I COULD HAVE BEEN A CONTENDER

When I was a stage struck child writing musicals, making puppets and doing a song and dance act for them, my parents said I was good enough to be on Ralph Reader's Gang Show, a talent contest in which, if memory serves, Mr Reader dressed as a boy scout. Unfortunately during a brief career with 42 Parrs Wood Road Scouts I had water poured up my sleeve for swearing in camp. Fearing this might affect my prospects, I eshewed Mr Reader and his toggle and set my sights on Big Jim Campbell and his Cowboy talent show. A little later I might have tried Carrol Leavis Discoveries, or Hughie Green, or any one of a number of shrewd entertainers, themselves without a discernable talent, who toured the country with talent shows in which they were the only ones getting paid. When Butlins opened, entertainment was centred on talent shows. I cannot remember a time when there wasn't a child prodigy, an elderly baritone and whole companies of ventriloquists giving their miniscule all on a stage near you. So why, I wondered, has Simon Cowell been given a BAFTA award for his "innovative contribution to show business"?

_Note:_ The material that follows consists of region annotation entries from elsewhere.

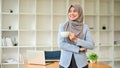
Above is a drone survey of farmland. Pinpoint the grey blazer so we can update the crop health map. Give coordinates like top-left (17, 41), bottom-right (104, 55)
top-left (58, 24), bottom-right (94, 68)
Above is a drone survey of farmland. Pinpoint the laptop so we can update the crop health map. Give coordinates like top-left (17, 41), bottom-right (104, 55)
top-left (27, 50), bottom-right (60, 65)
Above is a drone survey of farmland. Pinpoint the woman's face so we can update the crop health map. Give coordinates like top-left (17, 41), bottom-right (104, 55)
top-left (68, 7), bottom-right (79, 20)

What was innovative about his entertainments?

According to John Willis, chairman of the Bafta TV committee: "Over the past few years he has not only helped change the entertainment landscape but has re-invented Saturday night family entertainment. His shows enable exciting new talent to shine and are the most talked-about programmes on British television. He is quite simply one of the most brilliant entertainment producers of our time."

Cowell, I read, became a TV mogul after rising to prominence as a judge on Pop Idol, later creating The X Factor and Britain's Got Talent, which finished this weekend, as well as becoming a big name in the US with American Idol. He has helped to make Susan Boyle a neurotic worldwide success and the 'Got Talent' format is now screened in more than 40 countries. He has also acquired a stable of money-making entertainers which allows him to live like one of the Mogul Emperors. I would have thought an award for industry would be more appropriate.

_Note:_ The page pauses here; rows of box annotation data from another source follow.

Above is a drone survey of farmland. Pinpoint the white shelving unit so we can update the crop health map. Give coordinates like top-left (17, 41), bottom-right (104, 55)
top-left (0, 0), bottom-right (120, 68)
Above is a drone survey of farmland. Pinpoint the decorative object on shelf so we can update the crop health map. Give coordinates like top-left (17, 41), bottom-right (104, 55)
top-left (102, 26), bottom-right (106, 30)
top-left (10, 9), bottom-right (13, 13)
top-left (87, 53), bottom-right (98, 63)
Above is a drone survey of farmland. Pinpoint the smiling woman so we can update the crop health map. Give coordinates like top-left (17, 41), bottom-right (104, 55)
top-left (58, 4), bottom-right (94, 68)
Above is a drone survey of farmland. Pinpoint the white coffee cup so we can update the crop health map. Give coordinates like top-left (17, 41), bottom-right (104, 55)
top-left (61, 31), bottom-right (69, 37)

Young TV viewers in my family are besotted by vampires. Channel 4's "True Blood" is the latest in a long line of sexually explicit, violent and vulgar programmes. It is a shocking tale of depravity, explicit sexuality (bordering on pornography) and vile language. Even before the opening credits in the first episode, we see a young woman pleasuring a young man while driving her car. The programme is full of characters with fantastical powers. A telepathic waitress, Sookie, and a ‘shapeshifter’; ‘Fang-bangers’ - humans who like having sex with vampires - and the drug dealers. There’s oral sex, overt discussion of genitalia, graphic sex scenes bordering on the deviant, and foul language. We see a man having sex with a woman while watching a video of the same woman having sex with a vampire. It’s animalistic, violent, corrupt and scary.

Surpringly, there is no move to ban it. That is reserved for the most innocent of entertainment: the Circus.

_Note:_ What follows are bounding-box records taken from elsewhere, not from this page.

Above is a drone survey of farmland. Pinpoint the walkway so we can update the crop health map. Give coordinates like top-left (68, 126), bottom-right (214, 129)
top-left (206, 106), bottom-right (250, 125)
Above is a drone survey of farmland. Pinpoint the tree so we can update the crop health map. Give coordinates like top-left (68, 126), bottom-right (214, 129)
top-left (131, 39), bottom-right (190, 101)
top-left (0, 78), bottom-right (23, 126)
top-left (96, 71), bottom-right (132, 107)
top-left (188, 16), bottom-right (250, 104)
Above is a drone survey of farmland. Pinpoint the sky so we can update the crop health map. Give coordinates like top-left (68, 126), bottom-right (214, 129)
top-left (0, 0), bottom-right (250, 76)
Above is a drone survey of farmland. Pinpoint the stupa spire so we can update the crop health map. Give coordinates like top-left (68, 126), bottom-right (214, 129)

The self righteous "assassins" of this ancient art have the statuary long hair, lupine features and that air of deep, throbbing self-satisfaction that is the hallmark of the apostle of the single issue.
The kids in circus queues have eyes that dance with expectation and the animals who entertain them crackle with the joy animals always exhibit when they are about to show off to the humans who supply them with food and protect them from danger. The "assassins" seek to persuade Councils to deny a resting place to circuses which employ animals to entertain human beings.
I have been a circus fan all my life. I cannot think of one which employs cruelty to train animals because that never works. When I've been furious with my dogs they have ignored me. When I offer them treats they blindly obey my commands.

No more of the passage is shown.